Ready for some answered prayer?

  • Luke's cold was completely gone by Monday.
  • There was so little anxiety (for Luke I should clarify) leading up to the big day. He actually said on Sunday, "I wish it were Monday because then I would be closer to my cath." Granted, his logic included his post-cath pet, but still. What a huge blessing to this mama's heart.
  • Luke was safe and protected in the cath lab. Anesthesia went beautifully with the amazing Dr. Lord and Dr. Belotti got easy access through the femoral artery and jugular vein.
  • The numbers were AMAZING! His Glenn pressures were 11-12 which makes him an excellent candidate for the Fontan when we decide to move forward. His filling pressure was beautiful, the squeeze and relax of his heart measured healthy. His pulmonary arteries are a nice, big size and aortic arch gradient was 10, meaning no need to balloon or stent Luke's coarctation.
  • Dr. Belotti did find a pretty big collateral vessel coming off his aorta and twisting and turning a while until dumping back into his pulmonary arteries (basically a totally useless circuit). He placed two coils in the vessel, which blocks all blood flow. This went well and his late afternoon chest x-ray showed the placement to be just where Dr. B. expected.
  •  NO OTHER SIGNIFICANT COLLATERALS. If Luke had been developing AVMs (arteriovenous malformations), this would most likely move us forward to the Fontan. This is actually pretty astounding and unexpected that Luke has not developed these. He had a few tiny spidery collaterals coming off his aorta, but nothing needing intervention.

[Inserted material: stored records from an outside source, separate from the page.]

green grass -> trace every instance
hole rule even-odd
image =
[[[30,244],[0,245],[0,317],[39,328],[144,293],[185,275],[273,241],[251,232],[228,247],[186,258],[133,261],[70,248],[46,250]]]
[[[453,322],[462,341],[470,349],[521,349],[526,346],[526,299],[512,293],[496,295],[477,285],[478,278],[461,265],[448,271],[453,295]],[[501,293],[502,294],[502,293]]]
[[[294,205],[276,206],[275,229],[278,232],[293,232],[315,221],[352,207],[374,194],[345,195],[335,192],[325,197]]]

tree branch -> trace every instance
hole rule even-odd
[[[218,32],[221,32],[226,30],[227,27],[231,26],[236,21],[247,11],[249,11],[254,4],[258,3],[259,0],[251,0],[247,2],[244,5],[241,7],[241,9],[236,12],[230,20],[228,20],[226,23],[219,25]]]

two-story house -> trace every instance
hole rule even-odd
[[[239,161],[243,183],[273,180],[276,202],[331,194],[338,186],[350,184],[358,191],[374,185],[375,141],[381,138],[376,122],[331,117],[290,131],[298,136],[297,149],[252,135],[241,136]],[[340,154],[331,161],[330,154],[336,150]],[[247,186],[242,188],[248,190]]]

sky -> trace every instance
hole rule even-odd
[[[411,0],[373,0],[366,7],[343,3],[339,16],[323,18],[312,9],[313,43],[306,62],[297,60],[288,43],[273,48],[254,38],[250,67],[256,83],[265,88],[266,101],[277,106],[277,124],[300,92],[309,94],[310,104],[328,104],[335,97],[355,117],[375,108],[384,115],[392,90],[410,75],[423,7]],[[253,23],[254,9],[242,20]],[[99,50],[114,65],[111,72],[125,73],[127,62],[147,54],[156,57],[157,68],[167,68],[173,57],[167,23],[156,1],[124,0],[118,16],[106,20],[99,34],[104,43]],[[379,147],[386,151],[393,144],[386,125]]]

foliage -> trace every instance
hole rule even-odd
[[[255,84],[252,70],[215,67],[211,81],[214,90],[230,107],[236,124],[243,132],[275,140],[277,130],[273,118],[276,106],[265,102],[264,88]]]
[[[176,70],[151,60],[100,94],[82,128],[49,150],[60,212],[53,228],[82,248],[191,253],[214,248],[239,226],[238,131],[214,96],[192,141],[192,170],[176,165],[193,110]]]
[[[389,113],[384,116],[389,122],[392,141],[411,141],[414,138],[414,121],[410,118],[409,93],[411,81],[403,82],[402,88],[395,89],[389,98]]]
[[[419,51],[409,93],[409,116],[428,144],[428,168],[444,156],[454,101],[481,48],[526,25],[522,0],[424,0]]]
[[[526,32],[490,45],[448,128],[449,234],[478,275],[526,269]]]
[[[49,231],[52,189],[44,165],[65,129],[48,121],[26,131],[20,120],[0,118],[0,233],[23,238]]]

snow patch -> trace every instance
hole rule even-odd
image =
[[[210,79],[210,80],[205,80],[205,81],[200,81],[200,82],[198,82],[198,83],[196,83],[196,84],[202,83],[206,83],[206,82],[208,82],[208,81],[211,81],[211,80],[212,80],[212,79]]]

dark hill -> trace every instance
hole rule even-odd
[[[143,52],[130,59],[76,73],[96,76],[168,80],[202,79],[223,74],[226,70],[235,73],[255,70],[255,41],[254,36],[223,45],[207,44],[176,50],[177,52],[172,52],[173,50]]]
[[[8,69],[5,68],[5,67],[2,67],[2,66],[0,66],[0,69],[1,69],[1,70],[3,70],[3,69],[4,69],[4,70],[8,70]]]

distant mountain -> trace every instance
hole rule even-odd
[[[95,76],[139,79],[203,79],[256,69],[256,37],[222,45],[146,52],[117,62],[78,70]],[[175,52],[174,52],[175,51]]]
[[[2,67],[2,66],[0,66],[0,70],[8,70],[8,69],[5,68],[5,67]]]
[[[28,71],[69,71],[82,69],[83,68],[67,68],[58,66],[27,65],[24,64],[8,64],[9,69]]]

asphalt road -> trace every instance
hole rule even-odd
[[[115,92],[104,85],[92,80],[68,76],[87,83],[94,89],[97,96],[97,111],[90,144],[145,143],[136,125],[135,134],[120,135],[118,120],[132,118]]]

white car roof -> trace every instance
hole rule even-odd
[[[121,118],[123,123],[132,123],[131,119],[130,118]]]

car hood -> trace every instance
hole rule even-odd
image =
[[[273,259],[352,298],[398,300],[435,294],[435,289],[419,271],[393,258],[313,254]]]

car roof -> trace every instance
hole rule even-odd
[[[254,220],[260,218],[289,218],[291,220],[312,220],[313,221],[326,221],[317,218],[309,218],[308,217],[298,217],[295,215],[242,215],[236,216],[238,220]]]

  • So, his recovery. A lot of prayer was said for these four to six hours post-cath. I had one friend text me that she was praying that Luke would come out of anesthesia completely differently than he ever had. It was so clearly God because our experience on Tuesday was so radically different. For the first time ever, Luke slept for two hours after his procedure. He slept through that cranky, irrational, agitated stage. He was able to nod or shake his head and take a sip of apple juice, but then he would go right back to a deep sleep. About two hours into his recovery, he started opening his eyes and asking for apple juice. No thrashing, no crying, no us having to hold his legs down to protect his groin site. It's been a few days and I am still a little stunned with how calm he was. Luke's first grade teacher (and our dear, dear friend) came by to bring us snacks and treats and Luke two new DVDs since we planned on staying the night. He loved having her there, talking about school friends and reading group and the upcoming Flag Day concert (BIG deal around these parts ... Luke is the Bald Eagle in the play). Before we knew it, he was able to raise his bed a little more and he ordered a lunch of chicken nuggets. He played a little on the iPad and we laughed through some Mad Libs.
  • After Dr. Belotti saw his chest X-ray, he told us he was comfortable letting us go home if we were. I'm pretty sure our anesthesiologist championed this idea for us. This guy is awesome. He even called later that night to check on Luke and to tell us again that he was proud of us for seeking second opinions in Luke's case. So after a second dose of IV antibiotics and the removal of all the leads, wound tape, and IV, we were on our way home by 6pm! Obviously, we would have survived spending one night in the hospital, but to not have to was a huge gift. I'll take my bed any day.
It's Sunday morning now and Luke says he's 98% back to normal :) I'd say. He played outside with the neighbor kids from noon until bedtime last night, coming in only for pizza. He's back to school and except for a little post-cath heartburn, his recovery was as smooth as can be.


We are beyond thankful. Thank you for praying for us, for checking in on us, for your texts and well-wishes. Beyond thankful.